Cast distribution.node.defaultChild as CfnDistribution:

cfnDistribution = distribution.node.defaultChild as cloudfront.CfnDistribution;

Resolve cfnDistribution.distributionConfig. You cannot simply reference cfnDistribution.distributionConfig as CfnDistribution.DistributionConfigProperty because it may be an IResolvable:
```
stack = Stack.of(distribution);
distributionConfig = stack.resolve(cfnDistribution.distributionConfig) as CfnDistribution.DistributionConfigProperty;
```
Resolve distributionConfig.logging. You can neither simply reference distributionConfig.logging as CfnDistribution.LoggingProperty because it also may be an IResolvable:
```
loggingConfig = stack.resolve(distributionConfig.logging) as CfnDistribution.LoggingProperty;
```
Extract the logical ID (ID in the CloudFormation template) of the S3 bucket from loggingConfig.bucket. According to my observation and the CDK source code, loggingConfig.bucket is an intrinsic function Fn::GetAtt that obtains the regional domain name of the S3 bucket. So we extract the logical ID before referencing the name of the S3 bucket:
```
bucketRef = loggingConfig.bucket;
getAtt = bucketRef['Fn::GetAtt'];
bucketLogicalId = getAtt[0];
```
Reference the name of the S3 bucket specified by bucketLogicalId:
```
accessLogsBucketName = Fn.ref(bucketLogicalId);
```

You can find the implementation of the above steps in cdk/lib/contents-distribution.ts#L122-L154 on my GitHub repository.

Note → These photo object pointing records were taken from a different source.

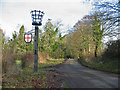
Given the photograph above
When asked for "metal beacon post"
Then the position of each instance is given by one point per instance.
(37, 16)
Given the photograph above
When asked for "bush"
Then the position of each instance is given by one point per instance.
(113, 49)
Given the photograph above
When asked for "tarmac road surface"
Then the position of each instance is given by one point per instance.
(78, 76)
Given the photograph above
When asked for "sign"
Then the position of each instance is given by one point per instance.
(28, 37)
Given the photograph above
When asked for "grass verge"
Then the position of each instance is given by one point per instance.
(27, 79)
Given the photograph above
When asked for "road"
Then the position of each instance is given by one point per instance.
(78, 76)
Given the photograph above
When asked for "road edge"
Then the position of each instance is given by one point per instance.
(79, 61)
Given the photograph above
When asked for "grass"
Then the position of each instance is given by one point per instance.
(110, 65)
(27, 79)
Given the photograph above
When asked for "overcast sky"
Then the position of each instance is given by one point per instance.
(14, 13)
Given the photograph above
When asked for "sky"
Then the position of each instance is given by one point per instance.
(14, 13)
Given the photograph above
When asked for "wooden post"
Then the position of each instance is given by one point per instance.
(36, 50)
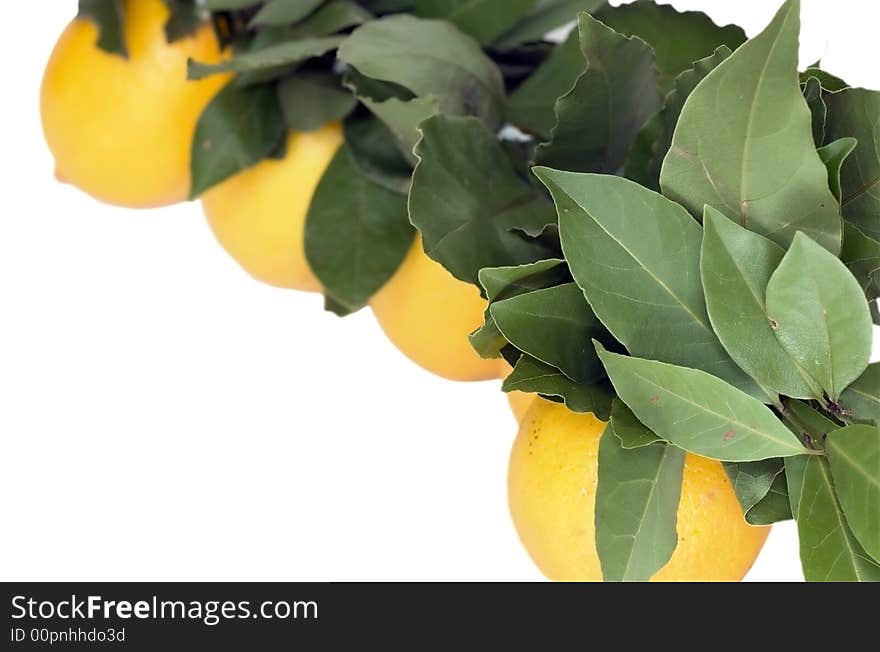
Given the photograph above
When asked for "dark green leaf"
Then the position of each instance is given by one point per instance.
(631, 432)
(699, 412)
(469, 202)
(276, 57)
(862, 399)
(744, 144)
(240, 127)
(373, 149)
(357, 232)
(736, 266)
(284, 12)
(772, 508)
(556, 326)
(752, 480)
(854, 456)
(482, 19)
(312, 98)
(599, 119)
(678, 37)
(637, 499)
(533, 376)
(109, 16)
(636, 256)
(819, 315)
(430, 58)
(855, 112)
(547, 16)
(829, 551)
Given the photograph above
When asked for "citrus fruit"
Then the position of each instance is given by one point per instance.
(121, 129)
(552, 490)
(428, 314)
(259, 214)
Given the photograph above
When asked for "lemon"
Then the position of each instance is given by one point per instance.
(121, 129)
(552, 492)
(428, 314)
(259, 214)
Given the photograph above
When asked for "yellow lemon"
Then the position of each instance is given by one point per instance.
(121, 129)
(428, 314)
(552, 491)
(259, 214)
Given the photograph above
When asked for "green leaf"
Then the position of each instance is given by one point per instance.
(430, 58)
(819, 315)
(637, 498)
(240, 127)
(818, 110)
(556, 326)
(752, 480)
(284, 12)
(834, 155)
(357, 232)
(861, 255)
(736, 266)
(312, 98)
(482, 19)
(631, 432)
(373, 149)
(862, 399)
(532, 106)
(599, 119)
(109, 16)
(855, 112)
(469, 202)
(699, 412)
(678, 37)
(533, 376)
(659, 140)
(636, 256)
(854, 456)
(772, 508)
(275, 57)
(547, 16)
(829, 551)
(744, 144)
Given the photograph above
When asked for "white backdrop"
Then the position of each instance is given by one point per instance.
(163, 417)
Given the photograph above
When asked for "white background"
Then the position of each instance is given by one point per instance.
(163, 417)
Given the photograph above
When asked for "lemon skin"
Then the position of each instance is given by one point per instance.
(552, 492)
(428, 314)
(121, 129)
(259, 215)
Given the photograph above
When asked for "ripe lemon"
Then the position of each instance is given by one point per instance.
(259, 215)
(428, 314)
(121, 129)
(552, 491)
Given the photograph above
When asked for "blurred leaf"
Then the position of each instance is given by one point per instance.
(534, 377)
(599, 119)
(631, 432)
(637, 498)
(698, 412)
(736, 265)
(109, 16)
(678, 38)
(819, 314)
(357, 232)
(556, 326)
(854, 456)
(744, 144)
(636, 256)
(240, 127)
(469, 202)
(829, 551)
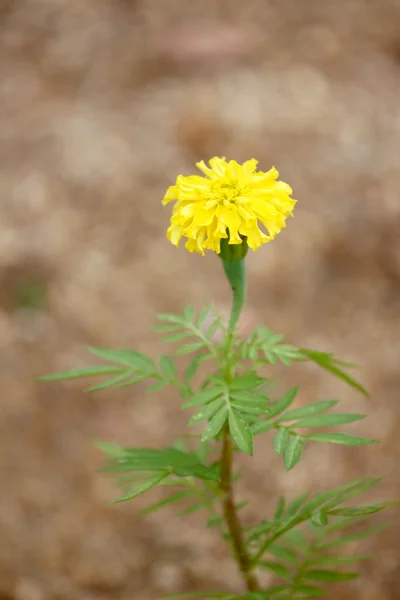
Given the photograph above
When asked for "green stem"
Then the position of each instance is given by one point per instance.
(236, 274)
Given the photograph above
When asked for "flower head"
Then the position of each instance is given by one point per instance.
(228, 201)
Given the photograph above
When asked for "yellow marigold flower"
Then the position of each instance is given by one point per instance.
(228, 201)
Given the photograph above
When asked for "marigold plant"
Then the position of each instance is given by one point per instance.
(229, 209)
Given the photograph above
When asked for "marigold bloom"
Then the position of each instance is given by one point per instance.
(228, 201)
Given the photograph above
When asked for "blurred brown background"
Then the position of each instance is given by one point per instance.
(103, 102)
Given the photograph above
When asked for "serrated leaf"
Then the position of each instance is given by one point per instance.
(246, 382)
(84, 372)
(191, 509)
(339, 438)
(262, 426)
(283, 553)
(241, 433)
(171, 460)
(306, 411)
(329, 363)
(328, 576)
(283, 403)
(140, 488)
(166, 328)
(354, 537)
(337, 561)
(356, 511)
(167, 366)
(109, 383)
(165, 502)
(340, 494)
(158, 385)
(281, 440)
(319, 519)
(249, 408)
(250, 397)
(216, 424)
(171, 318)
(177, 337)
(130, 358)
(309, 591)
(297, 539)
(192, 368)
(328, 420)
(188, 348)
(203, 397)
(277, 568)
(292, 452)
(207, 411)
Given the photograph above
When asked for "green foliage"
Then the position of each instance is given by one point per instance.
(304, 544)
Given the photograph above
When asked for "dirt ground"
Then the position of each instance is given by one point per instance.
(102, 104)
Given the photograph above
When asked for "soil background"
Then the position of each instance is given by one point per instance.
(103, 103)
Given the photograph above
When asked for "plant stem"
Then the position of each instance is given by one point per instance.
(231, 517)
(236, 275)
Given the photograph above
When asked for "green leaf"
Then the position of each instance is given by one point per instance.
(340, 494)
(354, 537)
(325, 575)
(356, 511)
(339, 438)
(216, 424)
(309, 591)
(328, 420)
(246, 382)
(141, 488)
(283, 403)
(165, 502)
(329, 363)
(241, 433)
(292, 452)
(188, 348)
(319, 519)
(337, 561)
(189, 313)
(171, 460)
(262, 426)
(177, 337)
(109, 382)
(84, 372)
(281, 440)
(277, 568)
(166, 328)
(249, 408)
(130, 358)
(203, 397)
(167, 366)
(297, 539)
(207, 411)
(250, 397)
(193, 366)
(159, 385)
(282, 553)
(306, 411)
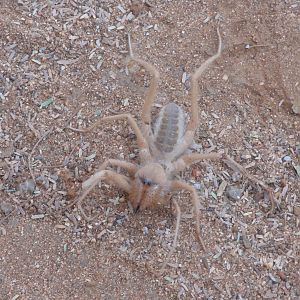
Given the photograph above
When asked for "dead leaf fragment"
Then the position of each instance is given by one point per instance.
(296, 106)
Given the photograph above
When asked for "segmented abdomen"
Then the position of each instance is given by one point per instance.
(169, 128)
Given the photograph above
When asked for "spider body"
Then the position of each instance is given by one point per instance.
(162, 145)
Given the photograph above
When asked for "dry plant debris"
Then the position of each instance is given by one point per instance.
(48, 49)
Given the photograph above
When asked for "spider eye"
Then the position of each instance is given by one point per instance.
(147, 181)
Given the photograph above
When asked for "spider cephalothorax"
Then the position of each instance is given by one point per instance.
(162, 146)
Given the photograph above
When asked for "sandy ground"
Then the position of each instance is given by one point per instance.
(62, 63)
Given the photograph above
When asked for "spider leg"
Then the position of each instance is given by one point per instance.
(193, 123)
(236, 166)
(129, 167)
(108, 176)
(177, 185)
(186, 160)
(178, 219)
(142, 143)
(150, 93)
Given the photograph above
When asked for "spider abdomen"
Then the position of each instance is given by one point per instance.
(169, 128)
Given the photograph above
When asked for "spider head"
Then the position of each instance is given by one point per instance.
(149, 187)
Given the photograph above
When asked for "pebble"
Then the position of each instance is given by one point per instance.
(287, 158)
(197, 186)
(296, 211)
(234, 192)
(6, 207)
(27, 187)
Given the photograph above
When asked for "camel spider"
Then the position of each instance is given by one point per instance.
(162, 149)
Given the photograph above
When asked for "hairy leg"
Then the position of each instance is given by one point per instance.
(150, 93)
(236, 166)
(186, 160)
(142, 143)
(129, 167)
(177, 185)
(193, 123)
(178, 218)
(120, 181)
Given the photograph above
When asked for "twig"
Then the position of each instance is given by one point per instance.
(33, 149)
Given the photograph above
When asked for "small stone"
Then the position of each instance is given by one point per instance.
(234, 192)
(296, 211)
(197, 186)
(27, 187)
(246, 242)
(6, 207)
(225, 77)
(286, 158)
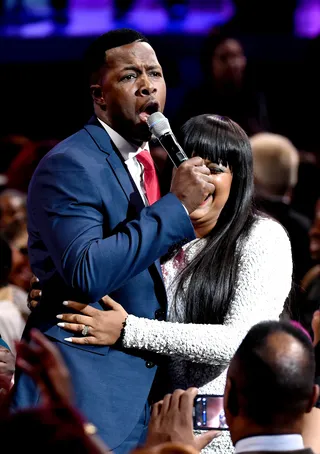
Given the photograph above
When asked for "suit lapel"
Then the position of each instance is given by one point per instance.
(114, 159)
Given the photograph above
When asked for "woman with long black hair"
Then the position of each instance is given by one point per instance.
(236, 273)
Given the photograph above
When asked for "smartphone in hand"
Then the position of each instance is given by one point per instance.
(208, 413)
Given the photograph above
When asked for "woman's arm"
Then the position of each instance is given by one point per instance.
(263, 285)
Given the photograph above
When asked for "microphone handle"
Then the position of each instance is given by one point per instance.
(172, 147)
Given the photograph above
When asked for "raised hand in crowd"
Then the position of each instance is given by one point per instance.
(44, 364)
(172, 421)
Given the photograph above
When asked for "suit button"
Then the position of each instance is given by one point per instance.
(159, 314)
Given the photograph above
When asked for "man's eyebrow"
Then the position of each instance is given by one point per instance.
(135, 68)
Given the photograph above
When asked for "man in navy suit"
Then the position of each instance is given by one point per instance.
(92, 233)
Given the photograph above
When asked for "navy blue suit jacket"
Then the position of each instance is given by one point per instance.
(90, 235)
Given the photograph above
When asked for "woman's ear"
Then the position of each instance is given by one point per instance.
(96, 94)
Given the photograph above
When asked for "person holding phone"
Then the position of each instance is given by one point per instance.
(237, 272)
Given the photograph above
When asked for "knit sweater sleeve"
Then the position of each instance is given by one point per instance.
(264, 282)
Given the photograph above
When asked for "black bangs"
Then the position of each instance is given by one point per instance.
(215, 138)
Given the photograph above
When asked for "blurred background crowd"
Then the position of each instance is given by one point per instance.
(253, 61)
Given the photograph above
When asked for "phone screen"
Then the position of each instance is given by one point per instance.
(208, 413)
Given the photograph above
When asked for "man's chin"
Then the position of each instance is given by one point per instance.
(141, 133)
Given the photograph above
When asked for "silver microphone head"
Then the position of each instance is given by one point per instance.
(158, 124)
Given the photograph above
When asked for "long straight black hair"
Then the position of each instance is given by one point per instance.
(212, 274)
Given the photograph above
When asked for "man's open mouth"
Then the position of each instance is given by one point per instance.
(148, 109)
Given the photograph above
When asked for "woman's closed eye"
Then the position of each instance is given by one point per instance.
(216, 170)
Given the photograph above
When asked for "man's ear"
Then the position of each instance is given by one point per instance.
(231, 398)
(96, 93)
(313, 399)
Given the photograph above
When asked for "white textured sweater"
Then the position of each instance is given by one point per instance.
(200, 354)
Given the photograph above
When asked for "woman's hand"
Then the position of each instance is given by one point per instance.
(101, 327)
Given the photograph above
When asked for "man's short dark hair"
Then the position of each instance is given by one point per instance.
(95, 56)
(274, 384)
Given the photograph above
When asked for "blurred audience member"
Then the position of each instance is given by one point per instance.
(171, 421)
(309, 300)
(11, 145)
(270, 388)
(312, 420)
(275, 166)
(177, 9)
(263, 16)
(226, 89)
(167, 448)
(13, 226)
(21, 271)
(7, 365)
(12, 321)
(58, 426)
(25, 162)
(13, 212)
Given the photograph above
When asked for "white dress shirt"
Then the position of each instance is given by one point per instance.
(129, 152)
(286, 442)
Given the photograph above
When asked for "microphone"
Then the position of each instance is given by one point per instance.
(160, 128)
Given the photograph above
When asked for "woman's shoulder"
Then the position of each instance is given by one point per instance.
(266, 227)
(267, 233)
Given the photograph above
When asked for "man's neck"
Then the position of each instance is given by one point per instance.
(136, 143)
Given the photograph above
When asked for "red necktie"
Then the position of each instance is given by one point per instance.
(151, 182)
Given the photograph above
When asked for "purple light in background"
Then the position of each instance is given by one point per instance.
(307, 19)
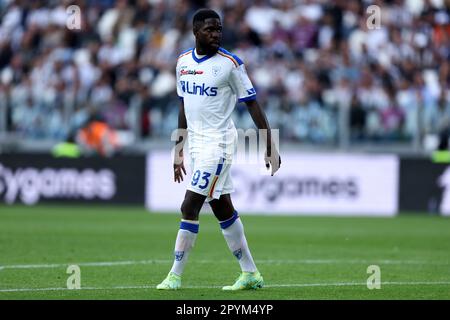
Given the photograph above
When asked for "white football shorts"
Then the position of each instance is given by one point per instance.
(211, 175)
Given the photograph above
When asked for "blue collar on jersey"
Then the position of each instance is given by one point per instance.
(200, 60)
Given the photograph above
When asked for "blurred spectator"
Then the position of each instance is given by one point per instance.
(97, 137)
(305, 57)
(67, 149)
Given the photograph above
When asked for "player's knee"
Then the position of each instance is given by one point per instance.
(188, 210)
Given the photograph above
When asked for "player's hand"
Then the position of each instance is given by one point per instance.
(178, 167)
(273, 161)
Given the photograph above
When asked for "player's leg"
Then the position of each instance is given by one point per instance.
(185, 240)
(233, 232)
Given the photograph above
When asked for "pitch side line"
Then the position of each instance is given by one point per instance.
(263, 261)
(291, 285)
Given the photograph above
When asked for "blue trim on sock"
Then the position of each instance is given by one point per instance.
(192, 227)
(225, 224)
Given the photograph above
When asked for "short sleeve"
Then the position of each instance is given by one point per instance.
(179, 90)
(241, 84)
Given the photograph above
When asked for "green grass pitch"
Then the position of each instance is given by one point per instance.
(123, 252)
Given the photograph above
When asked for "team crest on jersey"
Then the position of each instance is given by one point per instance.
(216, 70)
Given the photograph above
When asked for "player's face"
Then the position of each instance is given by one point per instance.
(209, 35)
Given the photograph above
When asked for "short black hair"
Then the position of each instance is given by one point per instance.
(201, 15)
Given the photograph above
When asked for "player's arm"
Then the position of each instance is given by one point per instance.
(178, 163)
(259, 118)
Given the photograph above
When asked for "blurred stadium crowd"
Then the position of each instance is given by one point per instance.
(310, 61)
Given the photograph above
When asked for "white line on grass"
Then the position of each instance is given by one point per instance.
(288, 285)
(263, 261)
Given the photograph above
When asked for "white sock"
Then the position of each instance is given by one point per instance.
(185, 242)
(233, 231)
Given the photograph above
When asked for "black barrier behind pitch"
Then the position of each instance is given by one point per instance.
(32, 179)
(424, 186)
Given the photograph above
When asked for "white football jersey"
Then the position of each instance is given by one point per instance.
(210, 87)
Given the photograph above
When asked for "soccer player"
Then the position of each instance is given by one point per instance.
(209, 82)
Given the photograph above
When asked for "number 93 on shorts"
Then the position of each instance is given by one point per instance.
(210, 177)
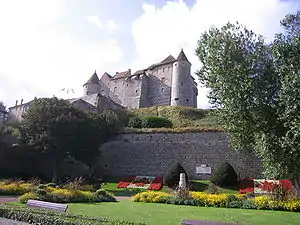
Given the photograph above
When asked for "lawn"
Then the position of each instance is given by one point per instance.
(154, 214)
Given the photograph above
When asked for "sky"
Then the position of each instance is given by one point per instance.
(51, 47)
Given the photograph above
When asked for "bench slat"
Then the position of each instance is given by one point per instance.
(47, 205)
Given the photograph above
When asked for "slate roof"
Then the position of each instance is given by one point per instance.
(93, 79)
(169, 59)
(122, 74)
(181, 56)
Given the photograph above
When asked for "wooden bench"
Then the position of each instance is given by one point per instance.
(47, 205)
(200, 222)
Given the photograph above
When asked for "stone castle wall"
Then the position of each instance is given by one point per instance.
(159, 85)
(154, 153)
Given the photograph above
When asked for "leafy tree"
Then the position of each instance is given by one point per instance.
(49, 126)
(256, 88)
(93, 132)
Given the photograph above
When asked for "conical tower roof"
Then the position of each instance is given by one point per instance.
(93, 79)
(182, 56)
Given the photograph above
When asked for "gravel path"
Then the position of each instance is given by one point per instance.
(11, 222)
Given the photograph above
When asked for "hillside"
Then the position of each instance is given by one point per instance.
(182, 117)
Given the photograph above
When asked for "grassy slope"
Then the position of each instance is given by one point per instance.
(182, 116)
(173, 214)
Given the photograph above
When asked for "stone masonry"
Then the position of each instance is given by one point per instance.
(168, 82)
(154, 153)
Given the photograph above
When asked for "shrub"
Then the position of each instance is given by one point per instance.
(224, 176)
(151, 196)
(60, 195)
(172, 177)
(41, 192)
(35, 216)
(156, 122)
(30, 195)
(248, 204)
(135, 122)
(212, 189)
(51, 185)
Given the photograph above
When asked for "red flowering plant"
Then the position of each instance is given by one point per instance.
(142, 182)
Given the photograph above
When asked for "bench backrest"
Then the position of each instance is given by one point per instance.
(47, 205)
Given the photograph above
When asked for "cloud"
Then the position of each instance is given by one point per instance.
(162, 31)
(94, 20)
(110, 26)
(38, 58)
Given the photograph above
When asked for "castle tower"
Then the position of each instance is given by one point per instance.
(183, 90)
(92, 85)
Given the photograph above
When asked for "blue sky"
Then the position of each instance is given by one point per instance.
(47, 45)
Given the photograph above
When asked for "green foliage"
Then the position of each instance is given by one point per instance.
(60, 195)
(180, 116)
(156, 122)
(256, 86)
(135, 122)
(172, 177)
(44, 217)
(224, 176)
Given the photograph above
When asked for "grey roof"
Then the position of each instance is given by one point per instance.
(138, 72)
(182, 56)
(169, 59)
(122, 74)
(88, 98)
(93, 79)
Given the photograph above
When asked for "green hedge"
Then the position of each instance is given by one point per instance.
(35, 216)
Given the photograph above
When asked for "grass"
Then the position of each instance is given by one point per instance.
(182, 116)
(203, 185)
(172, 214)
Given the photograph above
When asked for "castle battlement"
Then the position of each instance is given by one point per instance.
(168, 82)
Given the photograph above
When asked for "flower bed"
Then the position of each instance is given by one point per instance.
(219, 200)
(262, 186)
(60, 195)
(142, 182)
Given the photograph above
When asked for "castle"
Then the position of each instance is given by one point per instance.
(168, 82)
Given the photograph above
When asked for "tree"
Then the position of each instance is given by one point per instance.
(49, 125)
(93, 132)
(255, 87)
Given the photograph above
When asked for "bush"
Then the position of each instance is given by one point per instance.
(218, 200)
(35, 216)
(15, 188)
(224, 176)
(60, 195)
(172, 177)
(135, 122)
(156, 122)
(30, 195)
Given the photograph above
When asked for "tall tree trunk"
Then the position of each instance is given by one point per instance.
(54, 170)
(296, 183)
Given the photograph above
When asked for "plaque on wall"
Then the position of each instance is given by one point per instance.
(203, 169)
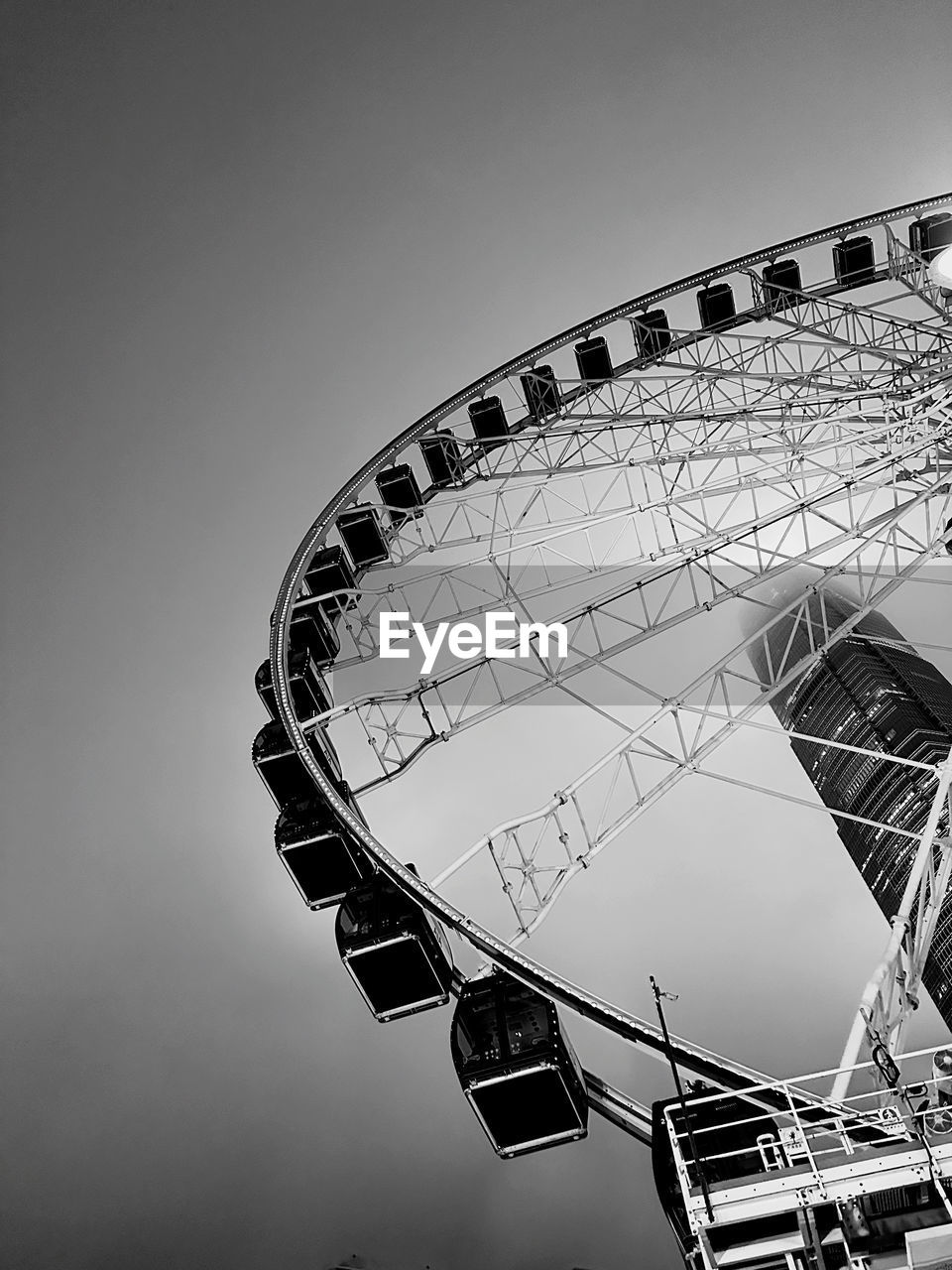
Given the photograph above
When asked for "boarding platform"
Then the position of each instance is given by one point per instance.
(782, 1178)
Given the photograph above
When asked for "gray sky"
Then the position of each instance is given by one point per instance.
(243, 246)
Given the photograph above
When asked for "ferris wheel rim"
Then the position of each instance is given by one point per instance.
(553, 985)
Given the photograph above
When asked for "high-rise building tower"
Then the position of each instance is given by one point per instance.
(874, 691)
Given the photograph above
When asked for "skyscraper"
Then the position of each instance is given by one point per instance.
(874, 691)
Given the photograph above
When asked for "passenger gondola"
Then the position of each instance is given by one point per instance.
(308, 693)
(395, 952)
(330, 576)
(320, 852)
(517, 1067)
(281, 769)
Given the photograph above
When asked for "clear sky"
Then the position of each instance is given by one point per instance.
(243, 245)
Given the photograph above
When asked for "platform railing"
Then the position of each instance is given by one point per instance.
(782, 1139)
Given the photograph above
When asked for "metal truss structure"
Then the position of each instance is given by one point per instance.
(758, 461)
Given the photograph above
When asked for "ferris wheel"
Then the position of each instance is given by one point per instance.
(748, 466)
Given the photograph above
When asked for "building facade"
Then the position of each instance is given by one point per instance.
(874, 691)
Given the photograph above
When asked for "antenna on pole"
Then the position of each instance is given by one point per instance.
(702, 1179)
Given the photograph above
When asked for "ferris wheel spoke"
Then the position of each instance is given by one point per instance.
(611, 626)
(448, 585)
(581, 820)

By the way, bringing your own S3 bucket as the access log destination shall be much easier.

Why don't you directly connect an S3 bucket and Lambda function?

You can directly wire an S3 bucket and Lambda function with event notifications so that changes in the S3 bucket trigger the Lambda function. Please refer to "Using AWS Lambda with Amazon S3," AWS Lambda Developer Guide[4] for how to do it. However, as you can see on my AWS architecture, I have decided to insert an extra SQS queue between an S3 bucket and Lambda function instead of directly connecting them: Amazon S3 access log bucket → MaskAccessLogs queue → MaskAccessLogs, and Amazon S3 transformed log bucket → DeleteAccessLogs queue → DeleteAccessLogs. This additional complexity allows you to easily turn on/off the invocation of a Lambda function in case there is any problem. Otherwise, you have to delete the event trigger from a Lambda function to cut the event flow.